Is there a cause for this? Is it possible that the sins that tripped up the nation of Israel also trip us up? When we read Jeremiah two, we see that God listed the specific problems those people had. For example, the people rejected Him because they refused to ask, “where is the Lord?” (v. 6, 8). In other words, the priests, those responsible for expounding the law to the people, were not asking whether or not God sanctioned what they were doing. Can you see a problem with how the priests were behaving?
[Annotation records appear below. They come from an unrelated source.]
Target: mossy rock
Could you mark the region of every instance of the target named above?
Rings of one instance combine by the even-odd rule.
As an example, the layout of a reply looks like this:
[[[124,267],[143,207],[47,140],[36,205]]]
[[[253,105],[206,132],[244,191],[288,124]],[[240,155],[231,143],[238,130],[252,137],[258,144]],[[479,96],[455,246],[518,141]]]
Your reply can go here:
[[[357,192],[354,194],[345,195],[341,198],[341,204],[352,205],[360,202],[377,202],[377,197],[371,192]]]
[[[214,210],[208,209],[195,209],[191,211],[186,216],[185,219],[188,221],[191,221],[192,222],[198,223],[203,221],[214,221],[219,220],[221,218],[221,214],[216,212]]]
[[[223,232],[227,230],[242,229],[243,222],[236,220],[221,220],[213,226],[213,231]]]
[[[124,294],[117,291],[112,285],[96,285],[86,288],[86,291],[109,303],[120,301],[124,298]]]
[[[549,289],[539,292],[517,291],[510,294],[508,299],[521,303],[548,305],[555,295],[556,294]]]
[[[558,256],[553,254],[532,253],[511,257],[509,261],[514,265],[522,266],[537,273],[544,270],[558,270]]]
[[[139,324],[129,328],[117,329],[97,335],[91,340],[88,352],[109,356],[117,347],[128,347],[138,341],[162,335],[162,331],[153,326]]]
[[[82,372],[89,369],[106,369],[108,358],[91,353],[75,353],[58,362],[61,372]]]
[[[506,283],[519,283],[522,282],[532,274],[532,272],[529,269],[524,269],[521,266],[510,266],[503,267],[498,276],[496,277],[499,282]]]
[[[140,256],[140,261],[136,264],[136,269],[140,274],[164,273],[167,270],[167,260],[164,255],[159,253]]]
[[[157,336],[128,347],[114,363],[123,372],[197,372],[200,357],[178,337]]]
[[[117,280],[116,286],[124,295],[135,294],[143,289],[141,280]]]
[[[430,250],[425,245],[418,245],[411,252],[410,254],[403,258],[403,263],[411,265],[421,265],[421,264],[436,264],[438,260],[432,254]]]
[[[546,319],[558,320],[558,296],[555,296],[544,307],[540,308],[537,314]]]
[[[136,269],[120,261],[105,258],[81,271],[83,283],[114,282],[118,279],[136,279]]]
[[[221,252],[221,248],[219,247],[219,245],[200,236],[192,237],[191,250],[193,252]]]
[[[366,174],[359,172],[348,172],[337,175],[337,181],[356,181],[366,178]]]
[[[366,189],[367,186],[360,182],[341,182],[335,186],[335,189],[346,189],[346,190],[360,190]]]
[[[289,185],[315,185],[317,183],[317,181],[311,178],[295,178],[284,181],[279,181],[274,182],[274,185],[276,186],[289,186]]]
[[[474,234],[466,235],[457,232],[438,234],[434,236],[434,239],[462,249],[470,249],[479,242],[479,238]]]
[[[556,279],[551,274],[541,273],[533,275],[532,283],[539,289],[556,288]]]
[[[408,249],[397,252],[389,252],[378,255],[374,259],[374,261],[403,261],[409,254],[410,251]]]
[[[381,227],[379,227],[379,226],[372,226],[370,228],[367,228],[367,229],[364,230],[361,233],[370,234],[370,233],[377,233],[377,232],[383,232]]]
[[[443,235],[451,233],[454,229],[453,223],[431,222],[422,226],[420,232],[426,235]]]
Jeremiah 2:8 continues by noting that those who handled the law did not know God. Can we imagine such a thing happening? Those whose profession it was to handle the law of God (teachers) did not even acknowledge God! To refuse to acknowledge meant these people refused to comprehend, consider, discern, perceive, or have respect for God!
God said that “the pastors” (KJV) or “rulers” (NET) (i.e., civil authorities) transgressed against God. These were people expected to set the proper example before the people, and commanded to have God’s will read to them every day (Deut. 17:18-20). In this case, those who were the kings, princes, governors, and others did not respect the things God revealed and did not rule in a godly manner.
Finally, the prophets, the supposed mouthpieces for God, were speaking to the people through Baal! Prophesying “by Baal” means by his authority and not God’s authority. After saying something like this, is there any wonder why God would be so upset with these people?
After a casual reading of Jeremiah 2, do any of these things sound familiar to us? Friend, consider these following questions well. Are there not people who have little or no regard at all for what God says today? Are there not those whose profession is to expound the will of God, and yet they do not acknowledge Him? How about our civil leaders? Are there not civil authorities who have absolutely no regard for God? Even many laws passed today are laws that conflict with God’s laws! Finally, are there not those calling themselves preachers of God’s word who are actually speaking their opinions, the opinions of their creed book, synod, what is popular or “P.C.,” etc.?
As we see this occurring today, we must understand that we are in the same boat as the people were in Jeremiah’s day! We are doing that which does not profit. It is in vain (Ex: Matthew 15:8-9)! Let us make this chapter “personal.” What are we following? Who are we following? Are we walking after things that do not profit? The answer to this question is seen in how we treat God’s word today!